I also had another choice to make at this stage, as I was probably better at cricket than I was at football. The year before, I’d just been signed into the Northants academy and even went to Loughborough for an ECB England U15s trial for three days.

But it got to the stage where I had to choose between football and cricket, and I wasn’t really enjoying cricket as much. They were long days and often with people who weren’t really my friends. It’s just not the same dynamic as football and while I probably wasn’t as good at football, I just preferred it and it went from there.

In action against Belgium for England U19s in 2014

 

My England career began with the U18s and ironically I was in the same squad as my old friends Dele and Brendan, who were now with MK Dons, for some games at St. George’s Park to start with.

From there I went into the U19s and had a couple of games for the U20s, including one in France just before the tragic shootings in Paris of November 2015.
We flew back home and the coach, Keith Downing, told me I'd be joining up with the U21s when we landed as they had a game in Brighton with Switzerland.

That was my first time working under Gareth Southgate and a few months later, it was with the U21s where I’d say I tasted my first real achievement in football when we won the Toulon Tournament in 2016.

It was the first time England had won it for quite a few years, and even though I missed the final game through injury, it was great to be involved in and you could see what Gareth and Steve were starting to build in the way they worked.

Going to the U21 Euros Finals in Poland the year after was decent and getting to the semi-finals was a great experience to be involved in.

It’s a big competition and the pressure on those tournaments compared to the younger age groups is something different so I’m looking forward to being involved again next summer in Italy, if I’m selected.

There’s such a strong squad for the U21s at the moment, there’s so many good players that you could form two teams from them all and if they played each other, it’d probably be a draw.

From being involved with them, I know there’s a real confidence in the squad that we can go and win that next summer.

For now though, I’m still buzzing about my involvement with the senior squad. Making my debut last month was just a massive achievement for me and something that I’ve worked towards for my whole life.

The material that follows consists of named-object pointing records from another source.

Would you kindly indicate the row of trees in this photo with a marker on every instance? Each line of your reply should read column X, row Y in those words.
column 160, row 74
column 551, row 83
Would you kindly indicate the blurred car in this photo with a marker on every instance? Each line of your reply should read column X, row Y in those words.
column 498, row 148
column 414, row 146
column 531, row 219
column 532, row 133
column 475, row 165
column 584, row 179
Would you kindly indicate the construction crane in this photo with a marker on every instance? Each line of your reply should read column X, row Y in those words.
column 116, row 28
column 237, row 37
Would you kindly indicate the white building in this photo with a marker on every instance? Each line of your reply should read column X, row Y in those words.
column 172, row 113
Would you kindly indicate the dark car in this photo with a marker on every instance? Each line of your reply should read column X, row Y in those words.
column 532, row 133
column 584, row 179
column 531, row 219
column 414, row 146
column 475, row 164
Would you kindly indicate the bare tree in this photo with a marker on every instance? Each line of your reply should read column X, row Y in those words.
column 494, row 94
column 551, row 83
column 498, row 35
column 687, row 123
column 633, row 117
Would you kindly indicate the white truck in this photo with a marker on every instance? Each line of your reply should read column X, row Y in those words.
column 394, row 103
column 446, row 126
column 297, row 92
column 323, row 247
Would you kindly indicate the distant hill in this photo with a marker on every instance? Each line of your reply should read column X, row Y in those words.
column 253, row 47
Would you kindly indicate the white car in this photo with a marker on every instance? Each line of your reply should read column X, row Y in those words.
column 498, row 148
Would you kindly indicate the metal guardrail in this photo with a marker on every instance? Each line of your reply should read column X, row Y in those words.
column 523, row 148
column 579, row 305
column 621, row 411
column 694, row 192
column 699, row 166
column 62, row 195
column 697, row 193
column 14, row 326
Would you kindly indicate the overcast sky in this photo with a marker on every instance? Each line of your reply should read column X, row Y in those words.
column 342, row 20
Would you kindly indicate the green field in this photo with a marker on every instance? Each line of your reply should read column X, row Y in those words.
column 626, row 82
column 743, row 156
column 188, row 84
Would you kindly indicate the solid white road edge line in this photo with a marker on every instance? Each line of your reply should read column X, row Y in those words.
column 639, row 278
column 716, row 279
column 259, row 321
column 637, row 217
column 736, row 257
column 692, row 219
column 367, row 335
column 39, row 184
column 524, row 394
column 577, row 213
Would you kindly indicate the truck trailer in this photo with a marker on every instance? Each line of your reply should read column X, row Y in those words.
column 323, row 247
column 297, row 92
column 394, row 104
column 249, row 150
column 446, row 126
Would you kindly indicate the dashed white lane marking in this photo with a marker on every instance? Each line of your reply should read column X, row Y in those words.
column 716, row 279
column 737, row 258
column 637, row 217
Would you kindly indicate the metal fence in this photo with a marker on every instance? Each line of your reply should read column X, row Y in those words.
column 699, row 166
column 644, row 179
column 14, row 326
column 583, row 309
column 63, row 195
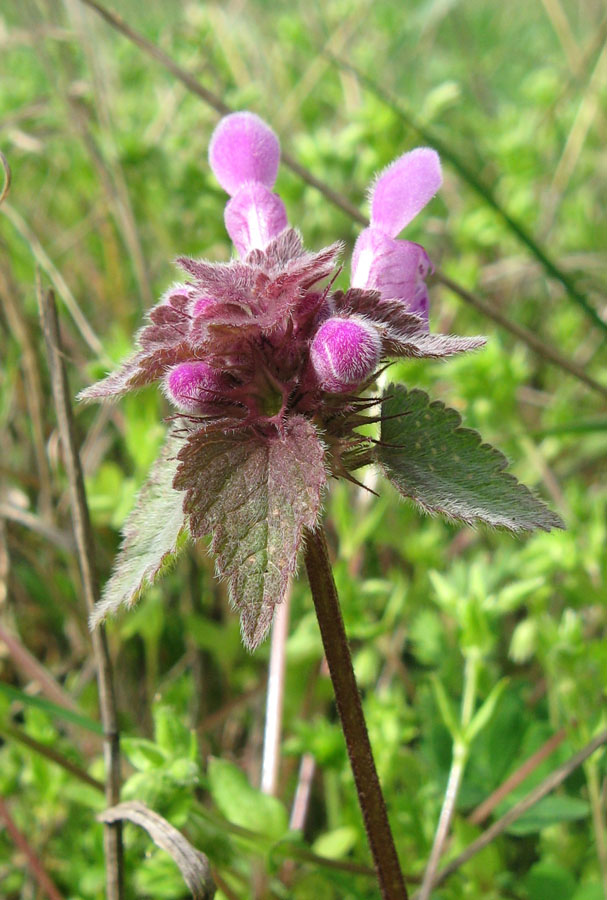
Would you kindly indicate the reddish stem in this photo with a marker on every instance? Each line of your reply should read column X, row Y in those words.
column 337, row 651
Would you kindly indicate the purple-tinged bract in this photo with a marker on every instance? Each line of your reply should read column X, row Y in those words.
column 267, row 364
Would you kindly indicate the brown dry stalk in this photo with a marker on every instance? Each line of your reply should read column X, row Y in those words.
column 84, row 543
column 551, row 782
column 34, row 670
column 337, row 651
column 338, row 200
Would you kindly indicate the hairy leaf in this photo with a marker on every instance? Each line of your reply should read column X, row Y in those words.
column 154, row 532
column 431, row 346
column 255, row 495
column 404, row 334
column 447, row 469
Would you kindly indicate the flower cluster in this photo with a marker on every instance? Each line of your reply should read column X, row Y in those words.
column 249, row 343
column 267, row 366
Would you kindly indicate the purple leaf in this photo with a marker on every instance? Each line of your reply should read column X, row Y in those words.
column 255, row 495
column 447, row 469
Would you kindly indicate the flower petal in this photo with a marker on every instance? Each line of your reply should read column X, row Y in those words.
column 394, row 268
column 244, row 148
column 404, row 188
column 254, row 216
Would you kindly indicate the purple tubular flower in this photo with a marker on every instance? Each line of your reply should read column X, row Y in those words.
column 394, row 268
column 194, row 387
column 344, row 351
column 243, row 148
column 244, row 154
column 403, row 189
column 397, row 269
column 254, row 216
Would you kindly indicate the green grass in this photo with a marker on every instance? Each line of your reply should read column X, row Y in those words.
column 110, row 183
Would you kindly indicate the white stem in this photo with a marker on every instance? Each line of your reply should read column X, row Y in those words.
column 301, row 800
column 274, row 703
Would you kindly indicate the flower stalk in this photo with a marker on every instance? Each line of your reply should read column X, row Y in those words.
column 349, row 707
column 84, row 543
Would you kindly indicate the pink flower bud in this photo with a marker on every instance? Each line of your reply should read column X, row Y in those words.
column 243, row 148
column 395, row 268
column 254, row 216
column 195, row 387
column 344, row 352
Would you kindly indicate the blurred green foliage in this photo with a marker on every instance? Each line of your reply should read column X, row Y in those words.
column 110, row 183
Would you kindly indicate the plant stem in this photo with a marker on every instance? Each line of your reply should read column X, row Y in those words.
column 274, row 703
column 84, row 543
column 458, row 765
column 598, row 818
column 337, row 651
column 549, row 783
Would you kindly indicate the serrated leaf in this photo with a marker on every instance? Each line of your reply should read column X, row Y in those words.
column 255, row 495
column 485, row 711
column 549, row 811
column 153, row 534
column 242, row 804
column 447, row 469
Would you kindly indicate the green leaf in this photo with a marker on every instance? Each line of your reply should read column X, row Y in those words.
column 52, row 709
column 337, row 843
column 549, row 811
column 485, row 712
column 154, row 533
column 242, row 804
column 445, row 707
column 446, row 469
column 255, row 495
column 143, row 754
column 548, row 879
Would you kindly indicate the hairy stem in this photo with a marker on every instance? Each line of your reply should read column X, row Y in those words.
column 84, row 542
column 337, row 651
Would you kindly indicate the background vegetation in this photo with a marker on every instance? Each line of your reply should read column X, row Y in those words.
column 110, row 183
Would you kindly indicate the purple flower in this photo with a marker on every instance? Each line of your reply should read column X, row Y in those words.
column 266, row 365
column 395, row 268
column 344, row 352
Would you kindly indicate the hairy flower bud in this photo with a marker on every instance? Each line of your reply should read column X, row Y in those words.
column 195, row 387
column 344, row 351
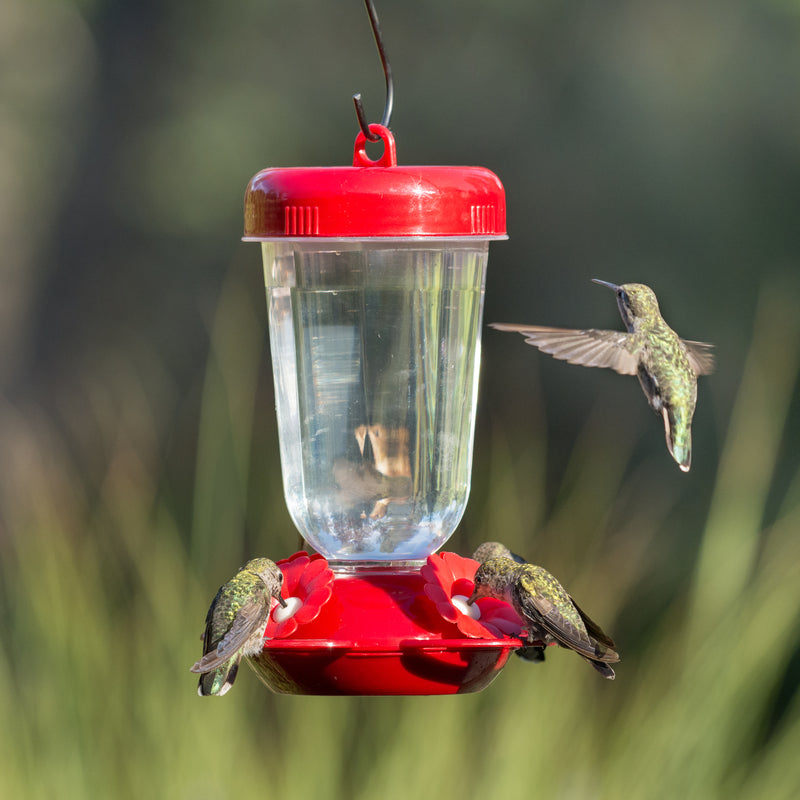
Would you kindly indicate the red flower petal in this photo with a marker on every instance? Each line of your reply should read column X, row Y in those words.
column 307, row 579
column 448, row 575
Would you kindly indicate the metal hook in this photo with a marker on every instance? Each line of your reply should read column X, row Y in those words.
column 387, row 71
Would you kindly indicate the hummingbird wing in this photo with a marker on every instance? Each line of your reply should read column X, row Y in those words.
column 589, row 347
column 593, row 629
column 250, row 617
column 701, row 359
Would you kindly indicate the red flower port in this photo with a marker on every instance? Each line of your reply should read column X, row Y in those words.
column 307, row 586
column 449, row 584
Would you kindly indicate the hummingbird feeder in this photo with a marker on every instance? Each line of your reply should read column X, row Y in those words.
column 375, row 279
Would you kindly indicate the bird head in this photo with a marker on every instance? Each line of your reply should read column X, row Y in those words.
column 268, row 571
column 635, row 300
column 494, row 578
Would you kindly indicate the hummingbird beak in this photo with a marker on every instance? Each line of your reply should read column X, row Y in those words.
column 612, row 286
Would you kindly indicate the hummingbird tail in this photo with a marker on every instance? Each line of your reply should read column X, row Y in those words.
column 218, row 681
column 531, row 653
column 679, row 439
column 603, row 668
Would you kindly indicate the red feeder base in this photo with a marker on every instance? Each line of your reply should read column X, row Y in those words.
column 378, row 635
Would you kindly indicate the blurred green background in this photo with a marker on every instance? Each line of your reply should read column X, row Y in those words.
column 637, row 140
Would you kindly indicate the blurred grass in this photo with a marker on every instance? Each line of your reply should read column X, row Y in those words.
column 103, row 594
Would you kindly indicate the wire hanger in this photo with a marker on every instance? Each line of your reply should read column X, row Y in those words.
column 387, row 71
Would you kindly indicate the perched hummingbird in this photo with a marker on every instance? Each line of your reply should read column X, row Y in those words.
column 235, row 624
column 489, row 550
column 550, row 613
column 667, row 365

On my debut against Switzerland at the King Power Stadium last month, a proud moment for me and my family

 

Coming on as a sub is one thing, but you want to be playing every international and starting the games and that’s everyone’s aim.

For now though, I just need to keep working hard at Leicester, putting in the performances and then working hard to impress the staff and players with England to show that I’m good enough at this level.

And if I get my chance this month, I just need to try and take it.